Nonostante la cupezza esistenziale, l'assenza di speranza e la lunghezza formidabile, la pellicola riesce a catturarci con la sua disillusa profondità ed indubbia sensibilità, a farci empatizzare per la fragilità di questi disperati, tutti accomunati da questa tragica condizione umana, così come i personaggi sullo schermo, riuniti dalla sorte, imparano ad empatizzare gli uni con gli altri. Alla fine il criminale comprende persino chi ha causato la morte del fratello, rinunciando alla vendetta, perché si rende conto di essere anche lui colpevole: siamo tutti egoisti nel ferire gli altri, ma anche noi veniamo costantemente feriti in un meccanismo tanto crudele quanto ineluttabile, come si spiega in un altro sconfortante dialogo: “La mia vita è come un cassonetto, la spazzatura continua ad accumularsi un sacco dopo l'altro e nessuno viene a raccoglierla.” -“E' così per tutti.

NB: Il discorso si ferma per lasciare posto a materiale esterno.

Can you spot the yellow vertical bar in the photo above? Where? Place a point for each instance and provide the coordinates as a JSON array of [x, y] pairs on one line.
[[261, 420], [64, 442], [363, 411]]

Credi di essere l'unico a non farcela?”.

 

scena

An Elephant Sitting Still (2017): scena

 

Se la comune comprensione e condivisione del peso dell'esistenza possa costituire un appiglio alla sua sopportazione è una questione lasciata aperta dal finale, che ci lascia quindi forse con un tenue barlume di speranza. Alla fine lo studente, la sua compagna e il nonno con la nipotina intraprendono insieme il viaggio verso Manzhouli per vedere il mitico elefante: ma noi non lo vedremo mai, sentiremo soltanto il suo barrito squarciare l'oscurità della notte.